I’ve thought about time. It does not surprise me, nor was I able to make any major or new observations. But it does not mean I didn’t think about it. Most thought is routine; you do it like the dishes or cooking the few things you know how to cook well. That is to say: you do it without volition and almost robotically. It would happen even if you weren’t thinking about it, and it would happen precisely as it would if you had your mind set on it. That is how I think about time. It occurs independently, and I don’t have to move a muscle to trigger the thought. I reckon there are topics like this for all people. For me, it is time, its passage, its importance, its monotony and its omnipresence.
I sit on this bus, as I have done many times before. Like the dishes, like writing, like everything else that I do over and over again, it has all melded into one another. There is no particular memory I have of travelling in an overnight bus. I just have a general idea of how it goes and what happened when I was on a bus once, but separating it all and sifting through it is impossible. Time has cast a patina on it all. It’s all safe and protected and forever hidden from even myself. But most of all, like all things with a little burnish on them, it is colourful and vibrant.
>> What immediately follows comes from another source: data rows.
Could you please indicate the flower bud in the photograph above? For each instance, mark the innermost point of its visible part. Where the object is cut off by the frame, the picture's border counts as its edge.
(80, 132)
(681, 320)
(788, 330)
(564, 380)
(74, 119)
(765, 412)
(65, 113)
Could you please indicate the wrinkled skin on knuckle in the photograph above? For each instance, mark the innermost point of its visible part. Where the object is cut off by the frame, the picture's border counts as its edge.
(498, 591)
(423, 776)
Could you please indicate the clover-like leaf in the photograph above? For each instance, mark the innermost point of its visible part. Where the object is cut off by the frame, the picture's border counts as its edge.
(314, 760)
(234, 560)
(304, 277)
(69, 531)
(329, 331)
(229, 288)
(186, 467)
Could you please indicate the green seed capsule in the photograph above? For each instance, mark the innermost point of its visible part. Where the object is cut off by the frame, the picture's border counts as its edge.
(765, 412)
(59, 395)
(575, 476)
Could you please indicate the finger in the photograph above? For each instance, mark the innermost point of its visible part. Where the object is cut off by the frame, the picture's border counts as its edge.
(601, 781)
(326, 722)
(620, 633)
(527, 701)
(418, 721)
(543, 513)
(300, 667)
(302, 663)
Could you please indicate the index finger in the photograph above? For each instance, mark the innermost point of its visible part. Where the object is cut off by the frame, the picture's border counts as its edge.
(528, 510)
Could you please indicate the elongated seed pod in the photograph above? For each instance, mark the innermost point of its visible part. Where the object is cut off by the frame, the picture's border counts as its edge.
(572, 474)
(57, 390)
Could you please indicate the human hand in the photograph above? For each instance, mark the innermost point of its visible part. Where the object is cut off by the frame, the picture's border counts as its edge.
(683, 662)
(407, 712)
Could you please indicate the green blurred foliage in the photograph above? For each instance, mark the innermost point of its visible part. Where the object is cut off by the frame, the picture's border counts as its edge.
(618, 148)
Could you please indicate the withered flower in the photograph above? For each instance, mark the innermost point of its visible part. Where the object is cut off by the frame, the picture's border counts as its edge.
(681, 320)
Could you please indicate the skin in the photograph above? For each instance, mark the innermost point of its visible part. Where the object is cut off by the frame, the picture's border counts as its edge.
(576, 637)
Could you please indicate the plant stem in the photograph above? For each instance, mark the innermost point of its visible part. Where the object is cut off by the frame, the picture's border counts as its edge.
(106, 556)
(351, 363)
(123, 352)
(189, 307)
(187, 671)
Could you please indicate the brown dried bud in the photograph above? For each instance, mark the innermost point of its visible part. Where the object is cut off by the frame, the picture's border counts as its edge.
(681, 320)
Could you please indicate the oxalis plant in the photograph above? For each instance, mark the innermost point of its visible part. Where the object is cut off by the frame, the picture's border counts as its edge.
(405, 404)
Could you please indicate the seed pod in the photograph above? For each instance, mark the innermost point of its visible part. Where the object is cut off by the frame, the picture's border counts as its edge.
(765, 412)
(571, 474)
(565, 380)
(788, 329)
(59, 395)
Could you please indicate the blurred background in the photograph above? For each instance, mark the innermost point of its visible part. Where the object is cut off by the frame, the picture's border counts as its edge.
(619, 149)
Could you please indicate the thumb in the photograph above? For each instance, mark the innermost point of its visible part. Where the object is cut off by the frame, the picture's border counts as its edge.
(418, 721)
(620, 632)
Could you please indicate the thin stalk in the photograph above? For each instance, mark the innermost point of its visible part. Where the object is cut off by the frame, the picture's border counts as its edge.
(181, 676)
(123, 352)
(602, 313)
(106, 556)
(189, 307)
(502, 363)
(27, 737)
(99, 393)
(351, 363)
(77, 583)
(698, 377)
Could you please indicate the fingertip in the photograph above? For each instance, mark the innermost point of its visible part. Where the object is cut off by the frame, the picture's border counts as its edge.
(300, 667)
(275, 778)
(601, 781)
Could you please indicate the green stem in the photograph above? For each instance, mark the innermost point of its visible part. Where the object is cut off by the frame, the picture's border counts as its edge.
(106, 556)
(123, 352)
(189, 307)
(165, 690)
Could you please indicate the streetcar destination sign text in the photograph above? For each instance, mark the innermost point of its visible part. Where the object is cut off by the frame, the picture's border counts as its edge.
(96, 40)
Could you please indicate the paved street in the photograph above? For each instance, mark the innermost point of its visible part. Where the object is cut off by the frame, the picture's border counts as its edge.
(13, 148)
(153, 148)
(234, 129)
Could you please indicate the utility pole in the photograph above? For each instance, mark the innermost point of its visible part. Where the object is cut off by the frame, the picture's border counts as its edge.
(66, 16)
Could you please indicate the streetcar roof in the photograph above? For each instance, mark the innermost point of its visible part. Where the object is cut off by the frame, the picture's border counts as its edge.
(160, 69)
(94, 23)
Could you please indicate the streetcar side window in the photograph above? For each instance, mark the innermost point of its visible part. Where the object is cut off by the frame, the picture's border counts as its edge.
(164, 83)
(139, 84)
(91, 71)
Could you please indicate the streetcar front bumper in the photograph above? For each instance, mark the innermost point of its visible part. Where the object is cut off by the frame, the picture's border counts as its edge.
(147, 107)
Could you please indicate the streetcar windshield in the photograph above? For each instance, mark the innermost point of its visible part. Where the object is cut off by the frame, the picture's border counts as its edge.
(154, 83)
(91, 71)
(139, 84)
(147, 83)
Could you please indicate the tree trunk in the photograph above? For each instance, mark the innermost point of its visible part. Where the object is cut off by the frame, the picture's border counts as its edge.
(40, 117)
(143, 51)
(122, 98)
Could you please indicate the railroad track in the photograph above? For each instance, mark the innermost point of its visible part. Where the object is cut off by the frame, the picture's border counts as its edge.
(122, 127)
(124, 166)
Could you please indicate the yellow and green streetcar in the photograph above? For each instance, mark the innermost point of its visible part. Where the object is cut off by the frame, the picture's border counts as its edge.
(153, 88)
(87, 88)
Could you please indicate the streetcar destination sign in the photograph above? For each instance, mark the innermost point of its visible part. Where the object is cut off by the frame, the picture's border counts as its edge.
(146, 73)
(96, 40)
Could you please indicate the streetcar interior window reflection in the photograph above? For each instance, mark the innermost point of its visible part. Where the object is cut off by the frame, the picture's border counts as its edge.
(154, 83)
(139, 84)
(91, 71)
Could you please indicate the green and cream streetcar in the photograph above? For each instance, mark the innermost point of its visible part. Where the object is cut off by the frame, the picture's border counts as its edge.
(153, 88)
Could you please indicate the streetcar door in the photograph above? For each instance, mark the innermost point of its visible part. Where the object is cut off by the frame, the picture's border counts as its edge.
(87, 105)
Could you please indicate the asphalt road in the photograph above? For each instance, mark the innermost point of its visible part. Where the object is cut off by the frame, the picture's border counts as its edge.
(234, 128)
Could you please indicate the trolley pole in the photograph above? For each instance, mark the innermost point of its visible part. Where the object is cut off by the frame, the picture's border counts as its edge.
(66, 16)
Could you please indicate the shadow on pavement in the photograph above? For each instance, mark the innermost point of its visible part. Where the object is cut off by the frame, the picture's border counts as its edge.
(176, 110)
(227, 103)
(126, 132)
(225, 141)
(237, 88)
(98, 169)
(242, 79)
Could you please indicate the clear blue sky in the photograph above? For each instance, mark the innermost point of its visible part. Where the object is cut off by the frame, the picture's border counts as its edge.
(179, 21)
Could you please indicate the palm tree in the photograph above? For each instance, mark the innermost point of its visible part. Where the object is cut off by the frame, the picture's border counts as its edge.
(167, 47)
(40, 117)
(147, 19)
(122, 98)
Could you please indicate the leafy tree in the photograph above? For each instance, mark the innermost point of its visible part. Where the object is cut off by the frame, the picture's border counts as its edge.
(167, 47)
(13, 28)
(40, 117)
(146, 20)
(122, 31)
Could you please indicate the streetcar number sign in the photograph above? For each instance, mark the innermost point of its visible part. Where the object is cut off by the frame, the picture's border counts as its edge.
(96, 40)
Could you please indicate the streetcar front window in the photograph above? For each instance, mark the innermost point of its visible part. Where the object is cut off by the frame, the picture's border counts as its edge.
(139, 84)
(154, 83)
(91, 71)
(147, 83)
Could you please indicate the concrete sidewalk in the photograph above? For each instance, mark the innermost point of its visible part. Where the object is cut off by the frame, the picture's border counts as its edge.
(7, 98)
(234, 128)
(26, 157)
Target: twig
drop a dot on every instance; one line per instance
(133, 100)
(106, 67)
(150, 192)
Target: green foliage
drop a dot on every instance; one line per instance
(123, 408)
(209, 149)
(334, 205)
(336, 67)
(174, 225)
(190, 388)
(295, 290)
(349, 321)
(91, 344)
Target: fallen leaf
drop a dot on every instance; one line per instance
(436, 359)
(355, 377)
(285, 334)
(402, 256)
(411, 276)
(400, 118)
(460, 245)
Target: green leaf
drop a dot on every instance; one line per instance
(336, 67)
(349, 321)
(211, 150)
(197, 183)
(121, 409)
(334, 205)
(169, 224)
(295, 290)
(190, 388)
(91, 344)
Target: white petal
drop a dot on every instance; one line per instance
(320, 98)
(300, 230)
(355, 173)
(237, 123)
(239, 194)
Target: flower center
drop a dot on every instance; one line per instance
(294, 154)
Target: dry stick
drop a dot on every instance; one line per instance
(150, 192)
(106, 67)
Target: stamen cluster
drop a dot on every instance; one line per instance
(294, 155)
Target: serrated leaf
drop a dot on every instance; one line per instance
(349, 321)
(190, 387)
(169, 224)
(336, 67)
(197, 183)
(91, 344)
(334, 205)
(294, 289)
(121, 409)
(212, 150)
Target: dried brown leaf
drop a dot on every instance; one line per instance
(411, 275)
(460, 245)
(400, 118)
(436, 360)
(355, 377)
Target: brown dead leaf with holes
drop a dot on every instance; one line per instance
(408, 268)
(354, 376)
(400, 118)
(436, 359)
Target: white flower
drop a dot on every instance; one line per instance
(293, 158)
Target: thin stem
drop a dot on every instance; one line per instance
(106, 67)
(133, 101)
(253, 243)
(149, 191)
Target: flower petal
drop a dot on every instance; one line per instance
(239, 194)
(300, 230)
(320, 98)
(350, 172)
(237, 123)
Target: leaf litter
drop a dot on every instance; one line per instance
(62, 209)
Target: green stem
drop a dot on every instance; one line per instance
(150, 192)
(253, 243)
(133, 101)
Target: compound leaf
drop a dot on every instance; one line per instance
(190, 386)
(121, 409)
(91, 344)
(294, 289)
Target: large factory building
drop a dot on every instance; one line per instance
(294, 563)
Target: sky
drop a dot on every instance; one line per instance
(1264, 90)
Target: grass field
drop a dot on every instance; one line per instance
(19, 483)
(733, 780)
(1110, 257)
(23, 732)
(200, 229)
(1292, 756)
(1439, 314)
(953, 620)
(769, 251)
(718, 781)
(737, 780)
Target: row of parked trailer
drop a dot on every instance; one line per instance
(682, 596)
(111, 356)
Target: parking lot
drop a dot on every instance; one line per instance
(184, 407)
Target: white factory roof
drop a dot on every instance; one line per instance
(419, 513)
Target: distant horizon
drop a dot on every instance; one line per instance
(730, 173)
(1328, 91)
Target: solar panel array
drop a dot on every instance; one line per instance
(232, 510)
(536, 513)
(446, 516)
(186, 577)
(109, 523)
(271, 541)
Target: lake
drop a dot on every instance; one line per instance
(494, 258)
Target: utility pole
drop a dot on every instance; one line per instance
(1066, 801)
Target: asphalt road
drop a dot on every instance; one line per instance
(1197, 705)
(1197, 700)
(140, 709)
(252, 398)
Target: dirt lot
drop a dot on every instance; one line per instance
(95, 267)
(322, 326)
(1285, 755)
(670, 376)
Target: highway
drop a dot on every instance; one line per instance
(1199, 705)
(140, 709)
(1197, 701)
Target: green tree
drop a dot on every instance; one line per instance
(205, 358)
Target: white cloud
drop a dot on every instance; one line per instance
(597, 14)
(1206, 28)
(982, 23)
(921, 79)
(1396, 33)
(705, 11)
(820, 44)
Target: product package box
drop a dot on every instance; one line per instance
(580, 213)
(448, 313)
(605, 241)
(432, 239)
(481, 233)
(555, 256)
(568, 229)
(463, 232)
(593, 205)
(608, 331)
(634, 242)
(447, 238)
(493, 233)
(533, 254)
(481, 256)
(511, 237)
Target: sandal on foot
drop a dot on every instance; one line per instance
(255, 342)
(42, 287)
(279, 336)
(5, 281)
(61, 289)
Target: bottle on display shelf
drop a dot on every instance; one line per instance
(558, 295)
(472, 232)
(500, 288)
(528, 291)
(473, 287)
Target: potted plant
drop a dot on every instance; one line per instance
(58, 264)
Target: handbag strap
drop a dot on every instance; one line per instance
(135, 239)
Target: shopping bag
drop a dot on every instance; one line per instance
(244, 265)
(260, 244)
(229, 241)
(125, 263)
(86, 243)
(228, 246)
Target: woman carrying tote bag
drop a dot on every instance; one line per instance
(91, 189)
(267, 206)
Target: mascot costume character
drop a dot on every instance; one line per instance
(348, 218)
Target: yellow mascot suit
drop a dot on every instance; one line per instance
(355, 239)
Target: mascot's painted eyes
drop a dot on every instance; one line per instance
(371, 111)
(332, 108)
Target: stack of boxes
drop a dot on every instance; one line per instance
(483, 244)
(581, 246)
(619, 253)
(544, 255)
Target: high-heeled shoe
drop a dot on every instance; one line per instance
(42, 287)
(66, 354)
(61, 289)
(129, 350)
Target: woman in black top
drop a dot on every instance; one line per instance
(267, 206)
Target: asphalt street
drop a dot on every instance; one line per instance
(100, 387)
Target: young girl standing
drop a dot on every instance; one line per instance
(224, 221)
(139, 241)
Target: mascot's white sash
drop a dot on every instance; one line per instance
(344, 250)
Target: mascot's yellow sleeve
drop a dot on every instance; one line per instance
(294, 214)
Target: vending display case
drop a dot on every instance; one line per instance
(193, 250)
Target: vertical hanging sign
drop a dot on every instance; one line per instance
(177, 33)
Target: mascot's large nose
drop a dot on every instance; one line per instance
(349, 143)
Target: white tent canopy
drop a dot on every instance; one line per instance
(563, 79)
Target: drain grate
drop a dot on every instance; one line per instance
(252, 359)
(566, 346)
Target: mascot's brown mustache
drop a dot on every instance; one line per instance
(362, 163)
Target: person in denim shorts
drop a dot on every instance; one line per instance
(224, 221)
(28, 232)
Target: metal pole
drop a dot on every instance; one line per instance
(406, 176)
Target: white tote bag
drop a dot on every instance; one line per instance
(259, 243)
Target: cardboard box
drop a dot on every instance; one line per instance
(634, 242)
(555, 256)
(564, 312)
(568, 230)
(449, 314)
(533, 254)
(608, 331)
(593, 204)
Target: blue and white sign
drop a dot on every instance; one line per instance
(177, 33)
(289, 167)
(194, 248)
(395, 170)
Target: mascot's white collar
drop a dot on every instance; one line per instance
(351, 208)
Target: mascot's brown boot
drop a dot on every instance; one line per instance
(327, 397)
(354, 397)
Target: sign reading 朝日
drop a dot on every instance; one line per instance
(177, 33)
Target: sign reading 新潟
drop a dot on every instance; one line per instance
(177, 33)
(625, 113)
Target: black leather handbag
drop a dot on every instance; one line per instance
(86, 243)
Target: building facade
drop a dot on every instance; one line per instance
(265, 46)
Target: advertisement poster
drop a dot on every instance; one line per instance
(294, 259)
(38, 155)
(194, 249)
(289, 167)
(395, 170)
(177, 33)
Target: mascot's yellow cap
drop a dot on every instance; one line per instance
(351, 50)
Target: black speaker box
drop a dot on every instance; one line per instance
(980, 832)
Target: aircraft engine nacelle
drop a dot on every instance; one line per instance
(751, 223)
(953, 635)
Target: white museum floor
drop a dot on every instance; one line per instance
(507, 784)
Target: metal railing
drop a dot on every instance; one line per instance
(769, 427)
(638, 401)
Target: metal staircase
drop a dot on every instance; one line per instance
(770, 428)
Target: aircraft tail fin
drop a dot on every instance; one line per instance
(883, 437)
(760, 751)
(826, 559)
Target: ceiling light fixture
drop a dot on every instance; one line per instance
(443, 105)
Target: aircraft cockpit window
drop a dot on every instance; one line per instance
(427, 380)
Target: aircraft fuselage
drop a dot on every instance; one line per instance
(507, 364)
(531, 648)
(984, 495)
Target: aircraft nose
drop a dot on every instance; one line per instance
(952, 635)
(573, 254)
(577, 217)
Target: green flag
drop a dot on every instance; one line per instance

I reckon, in the end, it all becomes this: a collection of general ideas. I will never befriend someone new like the first few times, and indeed, I will not fall in love and know about it. It will happen and get melded with the many times I’ve experienced it before. There is nothing new to feel anymore. All the new gets sorted into a label before it even happens, and why does it happen? Time, of course; why else? It is time that blunts the effect of novelty.
Many people would think ill of this idea, and immediately, conditioned as they are to say the right thing, even when no such thing exists, they will retort by saying something that has been rinsed and repeated a million times by all sorts of people. There is always something new that can happen; they might say, not knowing that their mindless regurgitation of the idea defeats their defense on its own.